So wie jeden Montag auf den Demos gegen S 21 Demokraten gegen ein Bauwerk kämpfen, das mit allen Gesetzen des Staates gebaut wird. Und gleichzeitig muss ein Bürger Zorn, Ohnmacht und Empörung empfinden, wie wenig die einst blutig vom Volk gegen die Obrigkeit erkämpfte Demokratie wirklich stattfindet und fundierter Widerspruch ungehört bleibt. Mit der täglich anzutreffenden Pressefreiheit um uns herum ist es das Gleiche.

Etwa 60 Redakteurinnen und Redakteure, Beschäftigte, Gewerkschafter protestierten vergangenen Freitag gegen den "Irrweg von Stuttgart", nämlich die beiden Redaktionen von "Stuttgarter Zeitung" und "Stuttgarter Nachrichten" zusammenzulegen – bis zum März 2016. Das ist der Stichmonat für den neu zu wählenden Landtag in Baden-Württemberg.

Pressefreiheit ist nicht umsonst

Es geht um Pressefreiheit in diesem Land, in dieser Stadt, in dieser Politik. Und wenn wir dieses Lebensmittel Pressefreiheit nicht noch mehr verderben lassen wollen, dann müssen wir uns regen. Dabei wird auch mit dem weit verbreiteten Irrtum aufgeräumt werden müssen, dass es Pressefreiheit umsonst gäbe, dass sie nichts koste.

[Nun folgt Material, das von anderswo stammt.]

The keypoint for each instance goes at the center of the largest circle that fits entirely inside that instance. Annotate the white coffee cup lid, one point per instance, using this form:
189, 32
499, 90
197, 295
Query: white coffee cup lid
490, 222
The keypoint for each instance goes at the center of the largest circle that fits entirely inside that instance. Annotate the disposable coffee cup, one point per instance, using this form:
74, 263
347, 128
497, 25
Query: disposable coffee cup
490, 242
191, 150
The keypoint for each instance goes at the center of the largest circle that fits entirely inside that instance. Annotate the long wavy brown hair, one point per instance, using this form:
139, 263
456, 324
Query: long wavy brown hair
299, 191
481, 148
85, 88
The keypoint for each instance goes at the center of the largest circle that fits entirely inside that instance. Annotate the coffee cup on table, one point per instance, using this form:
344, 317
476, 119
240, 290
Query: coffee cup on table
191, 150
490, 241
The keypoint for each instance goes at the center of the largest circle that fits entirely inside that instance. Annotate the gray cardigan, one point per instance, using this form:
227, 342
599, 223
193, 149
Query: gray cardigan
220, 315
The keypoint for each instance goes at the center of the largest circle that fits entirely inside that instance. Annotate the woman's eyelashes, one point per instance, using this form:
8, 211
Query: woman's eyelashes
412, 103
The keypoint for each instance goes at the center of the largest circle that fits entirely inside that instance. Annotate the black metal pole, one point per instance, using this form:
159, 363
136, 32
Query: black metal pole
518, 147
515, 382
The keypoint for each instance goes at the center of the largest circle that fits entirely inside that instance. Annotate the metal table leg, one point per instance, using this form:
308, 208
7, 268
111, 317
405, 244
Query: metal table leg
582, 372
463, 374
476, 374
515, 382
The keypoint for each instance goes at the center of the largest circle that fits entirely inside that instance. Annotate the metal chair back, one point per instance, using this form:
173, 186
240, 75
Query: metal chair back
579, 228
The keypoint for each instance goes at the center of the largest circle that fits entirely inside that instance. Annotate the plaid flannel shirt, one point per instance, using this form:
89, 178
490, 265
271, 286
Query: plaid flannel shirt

Pressefreiheit kostet erheblich. Doch der bezahlte Preis für sie fließt nicht in ihre Pflege, sondern zum Zukauf neuer Zeitungen für wenige Konzernbesitzer. Unabhängigkeit in der Pressefreiheit kostet sehr viel. Denn um dem Anspruch der Pressefreiheit zu genügen, braucht es ausreichend vernünftig bezahlte freie Mitarbeiter, Redakteurinnen, Angestellte, Autorinnen, die uns die komplizierte und so vielfach verwobene Welt ablichten und von allen Blickwinkeln nachvollziehbar bewerten.

"David kämpft für Goliath" hat auch zum Ziel, Kontext größer und besser werden zu lassen und dabei alle auch dafür zu begeistern, politisch den Weg zu beschreiten, dass die Rückeroberung der Pressefreiheit in dieser Stadt und in diesem Land gelingt. Und dazu brauchen wir viele Bürgerinnen und Bürger, die dabei helfen, diese Interessen in die Politik zu tragen. Der Landtagswahlkampf ist die beste Zeit, jene, die im Namen der Bürgerinnen und Bürger regieren wollen, beim Wort zu nehmen: Politiker, wie hältst du es mit der Pressefreiheit?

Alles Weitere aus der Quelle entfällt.